Today, the Federal Trade Commission voted to update the Children’s Online Privacy Protection Act (COPPA), bringing it up to speed with modern tracking technologies that didn’t exist when the law was passed in 1998.
Abine was one of more than 50 organizations that signed on to a letter pushing for the changes, organized by the Center for Digital Democracy and delivered to the Commission last week. More than 10,000 individuals also signed online petitions calling for changes to COPPA.
The biggest changes to COPPA are as follows:
1. Companies may not track and target children under 13 with behavioral advertising by using cookies, IP addresses, or other persistent identifiers. By “persistent identifiers,” they mean tools or tracking methods that help companies to recognize users over time across platforms without having to know their names.
2. Photographs, geo-location, visual and audio files, and other visual representations of children under 13 are now included in the definition of “personal information” that companies must get express verifiable parental consent before they may collect or use.

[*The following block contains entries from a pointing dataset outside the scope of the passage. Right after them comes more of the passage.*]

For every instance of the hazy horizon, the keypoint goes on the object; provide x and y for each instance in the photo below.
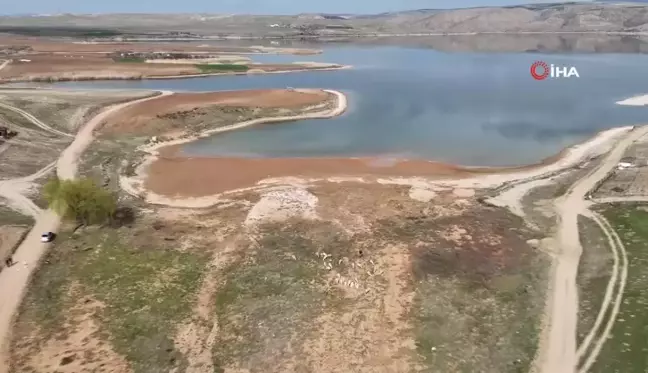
(257, 7)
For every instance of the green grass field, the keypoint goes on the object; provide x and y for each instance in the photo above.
(627, 348)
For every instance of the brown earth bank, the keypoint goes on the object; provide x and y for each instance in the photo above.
(173, 174)
(196, 177)
(70, 46)
(377, 282)
(49, 67)
(145, 118)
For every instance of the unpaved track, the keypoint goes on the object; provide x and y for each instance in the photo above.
(609, 291)
(561, 354)
(35, 120)
(615, 242)
(603, 337)
(14, 281)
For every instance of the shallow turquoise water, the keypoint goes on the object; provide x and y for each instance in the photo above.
(469, 108)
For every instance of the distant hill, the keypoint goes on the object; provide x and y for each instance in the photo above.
(603, 16)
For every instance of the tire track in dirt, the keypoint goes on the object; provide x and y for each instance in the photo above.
(618, 299)
(14, 282)
(609, 291)
(561, 356)
(35, 120)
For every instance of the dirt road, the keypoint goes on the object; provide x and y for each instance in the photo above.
(13, 281)
(35, 120)
(561, 354)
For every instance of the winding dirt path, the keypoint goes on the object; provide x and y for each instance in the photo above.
(35, 120)
(561, 356)
(14, 281)
(615, 241)
(609, 291)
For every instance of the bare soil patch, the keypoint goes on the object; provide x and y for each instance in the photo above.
(170, 112)
(62, 67)
(79, 349)
(190, 178)
(10, 237)
(34, 147)
(51, 45)
(377, 282)
(65, 110)
(78, 67)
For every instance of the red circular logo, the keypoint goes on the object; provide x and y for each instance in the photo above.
(539, 70)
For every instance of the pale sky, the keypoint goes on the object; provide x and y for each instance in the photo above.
(239, 6)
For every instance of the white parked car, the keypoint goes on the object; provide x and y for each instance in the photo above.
(47, 237)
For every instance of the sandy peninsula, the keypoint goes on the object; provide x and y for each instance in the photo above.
(641, 100)
(200, 181)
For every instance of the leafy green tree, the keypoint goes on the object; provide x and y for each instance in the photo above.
(81, 200)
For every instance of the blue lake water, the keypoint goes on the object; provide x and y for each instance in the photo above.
(469, 108)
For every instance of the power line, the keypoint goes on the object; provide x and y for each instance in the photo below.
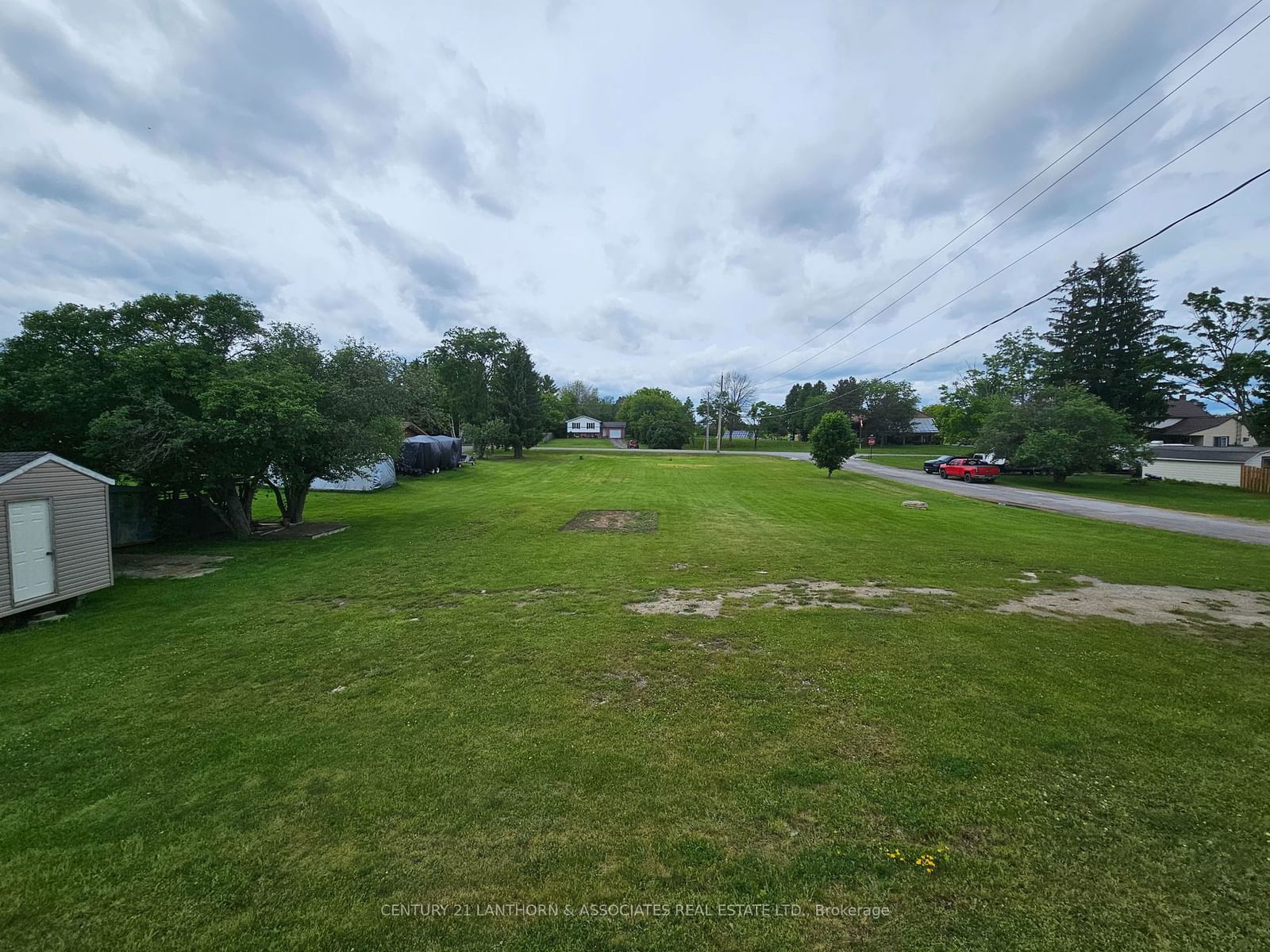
(1018, 211)
(1057, 287)
(1060, 234)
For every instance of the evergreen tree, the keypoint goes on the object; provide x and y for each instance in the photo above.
(1109, 340)
(518, 399)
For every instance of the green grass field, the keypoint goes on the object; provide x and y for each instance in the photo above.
(1166, 494)
(175, 771)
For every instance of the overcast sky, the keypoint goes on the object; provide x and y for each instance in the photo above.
(645, 192)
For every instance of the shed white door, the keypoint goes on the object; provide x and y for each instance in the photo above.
(31, 550)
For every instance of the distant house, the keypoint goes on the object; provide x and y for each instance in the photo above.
(1219, 466)
(1191, 423)
(594, 428)
(924, 429)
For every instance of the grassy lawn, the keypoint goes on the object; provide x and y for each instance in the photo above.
(177, 772)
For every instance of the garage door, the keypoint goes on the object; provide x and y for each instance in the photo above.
(31, 550)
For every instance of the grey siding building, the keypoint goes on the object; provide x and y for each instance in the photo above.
(55, 531)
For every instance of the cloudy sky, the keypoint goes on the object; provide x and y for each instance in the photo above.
(645, 194)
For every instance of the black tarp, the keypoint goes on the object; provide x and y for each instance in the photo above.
(423, 455)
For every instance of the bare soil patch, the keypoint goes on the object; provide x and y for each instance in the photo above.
(791, 596)
(130, 565)
(613, 520)
(1147, 605)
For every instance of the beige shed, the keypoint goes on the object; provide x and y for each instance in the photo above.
(55, 531)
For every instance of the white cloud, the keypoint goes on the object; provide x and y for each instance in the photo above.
(645, 192)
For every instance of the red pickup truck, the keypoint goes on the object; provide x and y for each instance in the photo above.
(969, 470)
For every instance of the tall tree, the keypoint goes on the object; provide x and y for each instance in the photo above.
(518, 399)
(1011, 372)
(833, 442)
(1227, 359)
(423, 399)
(353, 419)
(733, 393)
(889, 408)
(1064, 431)
(656, 418)
(465, 362)
(1110, 340)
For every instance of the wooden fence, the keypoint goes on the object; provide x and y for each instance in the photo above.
(1255, 479)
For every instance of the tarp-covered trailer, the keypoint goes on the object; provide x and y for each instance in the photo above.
(381, 475)
(425, 455)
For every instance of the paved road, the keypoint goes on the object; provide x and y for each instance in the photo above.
(1146, 516)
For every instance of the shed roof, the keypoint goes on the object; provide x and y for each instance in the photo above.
(12, 461)
(1210, 455)
(13, 465)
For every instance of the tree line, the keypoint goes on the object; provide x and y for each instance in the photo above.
(1083, 393)
(200, 397)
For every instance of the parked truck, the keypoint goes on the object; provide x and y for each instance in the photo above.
(969, 470)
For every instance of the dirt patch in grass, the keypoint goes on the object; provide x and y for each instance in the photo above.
(1147, 605)
(613, 520)
(165, 566)
(791, 596)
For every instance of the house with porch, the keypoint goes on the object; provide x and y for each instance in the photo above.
(1187, 422)
(596, 429)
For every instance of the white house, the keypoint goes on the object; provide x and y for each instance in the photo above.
(591, 427)
(1191, 423)
(1216, 465)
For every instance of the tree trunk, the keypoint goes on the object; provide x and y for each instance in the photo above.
(296, 498)
(228, 505)
(279, 498)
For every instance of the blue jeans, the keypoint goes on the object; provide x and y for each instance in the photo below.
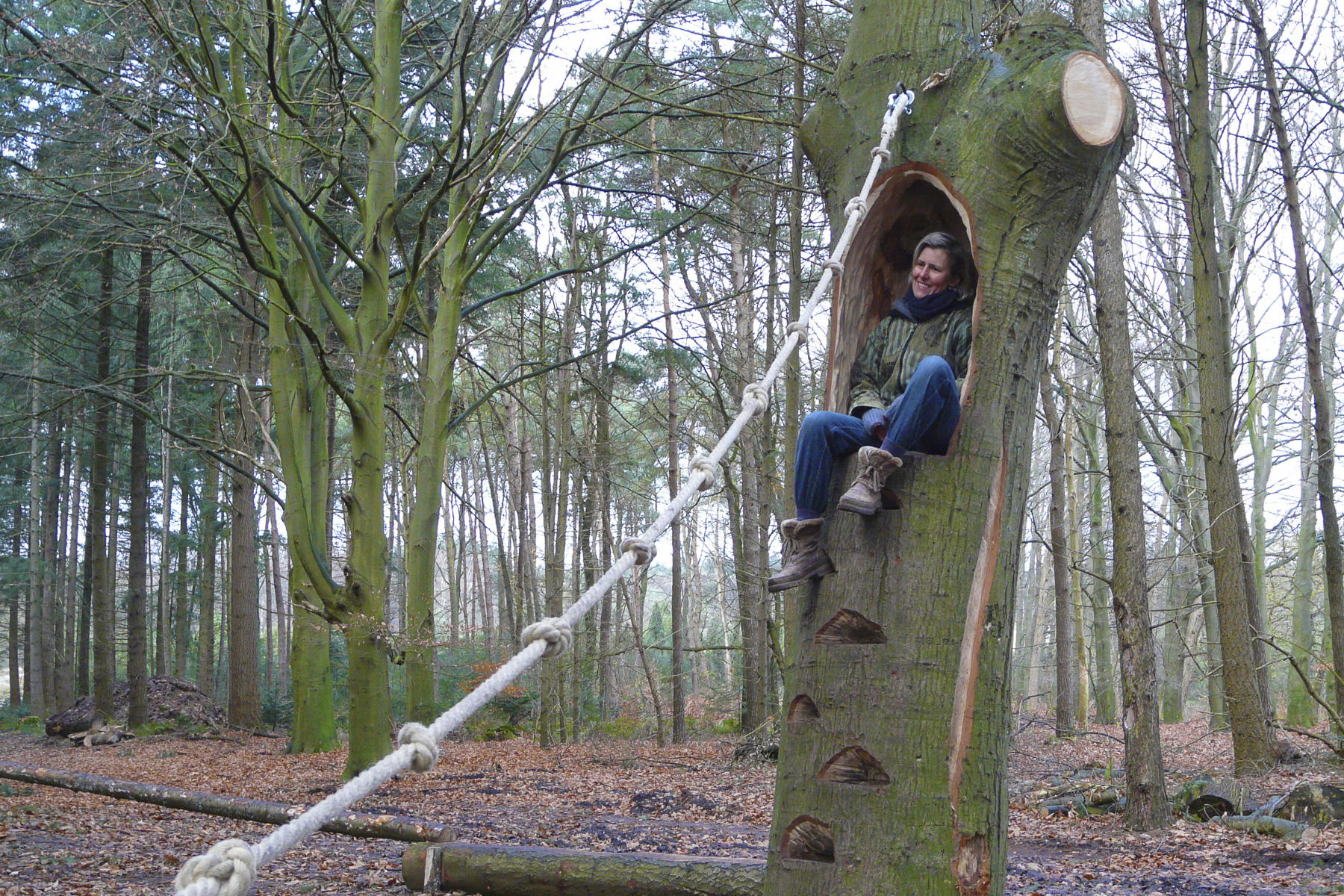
(921, 420)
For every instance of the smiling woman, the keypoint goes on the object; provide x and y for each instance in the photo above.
(903, 396)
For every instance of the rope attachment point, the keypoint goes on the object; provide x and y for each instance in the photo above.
(644, 551)
(759, 396)
(554, 630)
(426, 748)
(228, 869)
(700, 464)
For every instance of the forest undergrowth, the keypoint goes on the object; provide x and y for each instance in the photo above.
(617, 797)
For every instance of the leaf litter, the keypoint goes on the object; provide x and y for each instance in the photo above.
(616, 797)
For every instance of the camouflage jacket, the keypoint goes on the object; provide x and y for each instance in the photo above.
(894, 349)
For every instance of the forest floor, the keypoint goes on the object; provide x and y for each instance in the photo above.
(616, 797)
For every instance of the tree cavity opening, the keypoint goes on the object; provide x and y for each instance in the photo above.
(808, 840)
(848, 626)
(853, 766)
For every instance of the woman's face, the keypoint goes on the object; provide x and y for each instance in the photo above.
(932, 273)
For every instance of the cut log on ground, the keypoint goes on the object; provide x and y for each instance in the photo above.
(535, 871)
(1316, 805)
(1270, 825)
(240, 808)
(1214, 798)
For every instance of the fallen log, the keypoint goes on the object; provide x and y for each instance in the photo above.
(240, 808)
(1317, 805)
(1269, 825)
(1207, 800)
(537, 871)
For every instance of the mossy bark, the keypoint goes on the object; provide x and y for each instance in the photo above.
(538, 871)
(894, 782)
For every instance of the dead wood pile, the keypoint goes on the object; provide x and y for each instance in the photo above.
(171, 702)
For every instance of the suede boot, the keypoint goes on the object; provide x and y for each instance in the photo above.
(865, 496)
(806, 559)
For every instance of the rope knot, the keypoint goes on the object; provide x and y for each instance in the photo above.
(554, 630)
(700, 464)
(756, 394)
(644, 551)
(426, 748)
(228, 869)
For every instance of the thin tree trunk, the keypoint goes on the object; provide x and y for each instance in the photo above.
(1250, 734)
(1322, 401)
(208, 553)
(1066, 657)
(673, 472)
(137, 660)
(243, 623)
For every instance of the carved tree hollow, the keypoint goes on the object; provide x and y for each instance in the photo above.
(803, 709)
(848, 626)
(853, 766)
(907, 203)
(808, 840)
(1007, 155)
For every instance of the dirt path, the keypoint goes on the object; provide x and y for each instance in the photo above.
(611, 797)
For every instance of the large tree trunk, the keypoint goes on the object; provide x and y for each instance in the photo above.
(1250, 734)
(894, 755)
(208, 547)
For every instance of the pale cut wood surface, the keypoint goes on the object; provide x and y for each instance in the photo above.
(1095, 100)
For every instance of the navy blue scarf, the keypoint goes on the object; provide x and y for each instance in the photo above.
(932, 305)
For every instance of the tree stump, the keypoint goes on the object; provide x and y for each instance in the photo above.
(1206, 800)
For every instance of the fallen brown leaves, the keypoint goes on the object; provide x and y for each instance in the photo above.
(616, 797)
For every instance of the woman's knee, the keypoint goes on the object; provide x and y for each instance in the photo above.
(934, 366)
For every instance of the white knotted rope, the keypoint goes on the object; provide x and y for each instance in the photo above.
(230, 867)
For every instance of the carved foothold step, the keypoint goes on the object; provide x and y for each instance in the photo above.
(848, 626)
(808, 840)
(803, 711)
(853, 766)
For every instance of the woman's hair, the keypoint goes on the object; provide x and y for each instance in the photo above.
(956, 254)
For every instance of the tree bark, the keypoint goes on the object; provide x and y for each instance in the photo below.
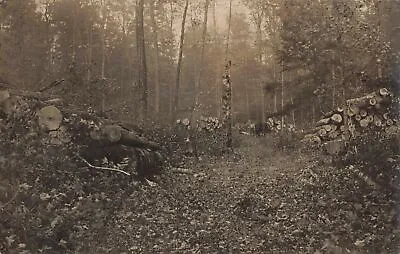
(157, 57)
(141, 56)
(200, 72)
(179, 66)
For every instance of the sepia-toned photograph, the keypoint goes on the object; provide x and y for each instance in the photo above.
(200, 126)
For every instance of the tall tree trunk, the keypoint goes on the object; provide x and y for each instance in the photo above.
(282, 94)
(89, 61)
(103, 56)
(156, 60)
(171, 85)
(275, 90)
(228, 35)
(179, 66)
(259, 19)
(200, 72)
(217, 69)
(141, 56)
(333, 74)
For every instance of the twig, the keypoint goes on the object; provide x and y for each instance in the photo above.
(52, 85)
(11, 200)
(103, 168)
(181, 171)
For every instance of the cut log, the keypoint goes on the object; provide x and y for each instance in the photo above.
(115, 134)
(328, 127)
(337, 118)
(353, 110)
(384, 92)
(4, 95)
(9, 105)
(386, 116)
(322, 132)
(323, 121)
(334, 147)
(391, 130)
(333, 134)
(49, 118)
(373, 101)
(340, 109)
(363, 113)
(364, 123)
(370, 118)
(377, 121)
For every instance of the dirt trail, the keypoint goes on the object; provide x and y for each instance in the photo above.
(260, 200)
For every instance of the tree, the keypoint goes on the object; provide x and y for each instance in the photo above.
(156, 48)
(141, 57)
(179, 65)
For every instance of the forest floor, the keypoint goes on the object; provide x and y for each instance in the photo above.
(260, 200)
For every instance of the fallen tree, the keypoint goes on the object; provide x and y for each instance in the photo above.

3. Social networks–which up until now have managed to avoid COPPA–will now have to take more responsibility for their collection practices because they’re liable under COPPA when they know that they are on child-directed websites.
One of the most important changes is the recognition that tracking data is personally-identifiable information, despite what the advertising industry says. Online tracking can and does identify individuals, including children, and puts their privacy and security at risk.
This is a huge step forward in protecting kids’ online privacy, but the law alone isn’t enough to ensure protection: the FTC will need to make sure that websites are following the rules and punish bad actors who aren’t.